"unary operator expected" error in Bash if condition

Jordanss10 picture Jordanss10 · Nov 29, 2012 · Viewed 403.9k times · Source

I've been trying to figure out whats wrong with this but just can't figure it out..

This is the part seems to be getting an error..

elif [ $operation = "man" ]; then
    if [ $aug1 = "add" ]; then         # <- Line 75
    echo "Man Page for: add"
    echo ""
    echo "Syntax: add [number 1] [number 2]"
    echo ""
    echo "Description:"
    echo "Add two different numbers together."
    echo ""
    echo "Info:"
    echo "Added in v1.0"
    echo ""
elif [ -z $aug1 ]; then
    echo "Please specify a command to read the man page."
else
    echo "There is no manual page for that command."
fi

I get this error:

calc_1.2: line 75: [: =: unary operator expected

Answer

rici picture rici · Nov 29, 2012

If you know you're always going to use bash, it's much easier to always use the double bracket conditional compound command [[ ... ]], instead of the Posix-compatible single bracket version [ ... ]. Inside a [[ ... ]] compound, word-splitting and pathname expansion are not applied to words, so you can rely on

if [[ $aug1 == "and" ]];

to compare the value of $aug1 with the string and.

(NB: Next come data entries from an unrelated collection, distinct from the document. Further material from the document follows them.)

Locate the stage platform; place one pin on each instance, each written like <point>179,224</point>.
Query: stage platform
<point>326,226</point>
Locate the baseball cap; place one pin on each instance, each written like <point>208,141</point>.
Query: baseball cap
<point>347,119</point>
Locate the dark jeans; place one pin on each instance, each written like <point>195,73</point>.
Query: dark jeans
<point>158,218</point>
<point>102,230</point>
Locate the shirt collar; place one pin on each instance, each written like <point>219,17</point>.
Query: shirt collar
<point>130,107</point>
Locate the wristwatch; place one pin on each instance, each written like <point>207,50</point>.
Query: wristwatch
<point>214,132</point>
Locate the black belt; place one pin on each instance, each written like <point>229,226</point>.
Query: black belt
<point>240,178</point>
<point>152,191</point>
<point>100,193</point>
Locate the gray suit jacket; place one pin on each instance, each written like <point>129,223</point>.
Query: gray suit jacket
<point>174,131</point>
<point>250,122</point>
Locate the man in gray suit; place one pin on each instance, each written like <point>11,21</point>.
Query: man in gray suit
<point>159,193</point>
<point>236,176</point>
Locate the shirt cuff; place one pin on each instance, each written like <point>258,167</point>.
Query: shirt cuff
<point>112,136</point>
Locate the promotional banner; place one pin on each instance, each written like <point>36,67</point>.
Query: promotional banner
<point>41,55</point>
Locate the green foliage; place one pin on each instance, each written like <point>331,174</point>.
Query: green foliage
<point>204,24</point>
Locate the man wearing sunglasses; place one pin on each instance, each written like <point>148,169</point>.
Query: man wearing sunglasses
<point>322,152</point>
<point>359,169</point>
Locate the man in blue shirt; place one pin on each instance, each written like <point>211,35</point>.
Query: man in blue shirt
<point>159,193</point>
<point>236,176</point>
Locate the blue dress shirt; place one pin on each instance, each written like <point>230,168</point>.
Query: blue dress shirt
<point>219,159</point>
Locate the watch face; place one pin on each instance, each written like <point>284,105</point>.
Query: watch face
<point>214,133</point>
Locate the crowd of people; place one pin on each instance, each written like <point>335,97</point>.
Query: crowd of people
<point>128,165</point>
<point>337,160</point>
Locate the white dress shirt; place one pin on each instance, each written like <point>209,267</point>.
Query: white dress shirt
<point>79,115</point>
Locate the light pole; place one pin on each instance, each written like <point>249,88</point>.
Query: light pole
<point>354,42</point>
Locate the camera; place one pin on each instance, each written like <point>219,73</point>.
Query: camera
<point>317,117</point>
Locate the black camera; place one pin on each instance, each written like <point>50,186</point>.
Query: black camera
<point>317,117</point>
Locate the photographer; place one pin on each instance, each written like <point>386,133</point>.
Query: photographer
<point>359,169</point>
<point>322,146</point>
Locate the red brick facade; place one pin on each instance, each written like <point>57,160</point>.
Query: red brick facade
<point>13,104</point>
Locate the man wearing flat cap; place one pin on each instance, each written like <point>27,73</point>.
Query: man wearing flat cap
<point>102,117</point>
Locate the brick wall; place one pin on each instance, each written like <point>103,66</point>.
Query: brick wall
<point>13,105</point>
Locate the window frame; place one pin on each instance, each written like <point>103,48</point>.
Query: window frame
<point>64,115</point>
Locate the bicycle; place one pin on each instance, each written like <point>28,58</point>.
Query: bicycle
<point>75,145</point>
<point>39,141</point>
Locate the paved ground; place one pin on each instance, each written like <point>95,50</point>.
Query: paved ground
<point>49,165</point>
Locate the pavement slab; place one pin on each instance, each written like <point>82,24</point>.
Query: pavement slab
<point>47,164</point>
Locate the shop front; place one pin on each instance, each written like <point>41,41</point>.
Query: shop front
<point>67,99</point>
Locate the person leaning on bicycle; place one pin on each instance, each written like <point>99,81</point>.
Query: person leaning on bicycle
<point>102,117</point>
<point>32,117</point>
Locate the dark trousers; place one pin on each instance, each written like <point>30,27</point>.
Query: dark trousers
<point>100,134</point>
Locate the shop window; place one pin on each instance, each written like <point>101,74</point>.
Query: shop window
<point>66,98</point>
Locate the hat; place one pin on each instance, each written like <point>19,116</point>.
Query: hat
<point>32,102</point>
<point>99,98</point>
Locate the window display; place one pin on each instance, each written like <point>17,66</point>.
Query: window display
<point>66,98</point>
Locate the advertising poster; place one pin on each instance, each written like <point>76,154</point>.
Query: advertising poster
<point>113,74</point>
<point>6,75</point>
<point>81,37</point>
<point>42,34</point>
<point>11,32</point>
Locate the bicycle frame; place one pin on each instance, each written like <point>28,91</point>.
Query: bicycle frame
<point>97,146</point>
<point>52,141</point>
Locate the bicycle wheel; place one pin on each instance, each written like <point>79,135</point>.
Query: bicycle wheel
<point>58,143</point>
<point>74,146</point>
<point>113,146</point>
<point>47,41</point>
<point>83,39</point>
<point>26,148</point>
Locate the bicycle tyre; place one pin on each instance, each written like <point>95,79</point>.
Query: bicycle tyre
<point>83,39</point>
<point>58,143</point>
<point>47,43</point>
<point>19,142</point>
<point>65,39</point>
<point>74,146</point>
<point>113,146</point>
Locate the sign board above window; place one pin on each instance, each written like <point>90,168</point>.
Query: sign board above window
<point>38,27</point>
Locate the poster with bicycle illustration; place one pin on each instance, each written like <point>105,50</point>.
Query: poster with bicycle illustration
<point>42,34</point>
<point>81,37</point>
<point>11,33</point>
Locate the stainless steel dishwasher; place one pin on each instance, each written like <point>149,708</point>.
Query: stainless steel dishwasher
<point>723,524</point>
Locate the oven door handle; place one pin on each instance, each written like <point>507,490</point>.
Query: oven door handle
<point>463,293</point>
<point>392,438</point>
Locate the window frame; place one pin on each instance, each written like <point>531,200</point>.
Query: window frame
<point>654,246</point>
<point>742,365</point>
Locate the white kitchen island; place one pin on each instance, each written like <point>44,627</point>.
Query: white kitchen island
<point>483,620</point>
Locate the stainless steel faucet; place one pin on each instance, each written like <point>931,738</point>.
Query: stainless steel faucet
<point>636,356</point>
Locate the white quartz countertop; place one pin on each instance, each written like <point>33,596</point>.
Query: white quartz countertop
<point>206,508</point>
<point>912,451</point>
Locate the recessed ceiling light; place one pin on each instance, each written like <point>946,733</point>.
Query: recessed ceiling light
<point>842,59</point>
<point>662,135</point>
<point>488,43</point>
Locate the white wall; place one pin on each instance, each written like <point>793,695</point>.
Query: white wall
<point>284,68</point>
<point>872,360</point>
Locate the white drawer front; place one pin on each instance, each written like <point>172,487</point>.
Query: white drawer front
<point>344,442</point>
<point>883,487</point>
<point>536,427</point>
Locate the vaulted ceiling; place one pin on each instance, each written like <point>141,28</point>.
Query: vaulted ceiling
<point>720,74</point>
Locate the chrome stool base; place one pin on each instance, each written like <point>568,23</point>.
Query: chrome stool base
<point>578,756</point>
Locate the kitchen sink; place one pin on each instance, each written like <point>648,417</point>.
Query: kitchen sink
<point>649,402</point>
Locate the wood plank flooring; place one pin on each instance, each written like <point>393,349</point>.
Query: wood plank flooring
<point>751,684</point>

If you use [ ... ], you always need to remember to double quote variables like this:

if [ "$aug1" = "and" ];

If you don't quote the variable expansion and the variable is undefined or empty, it vanishes from the scene of the crime, leaving only

if [ = "and" ]; 

which is not a valid syntax. (It would also fail with a different error message if $aug1 included white space or shell metacharacters.)

The modern [[ operator has lots of other nice features, including regular expression matching.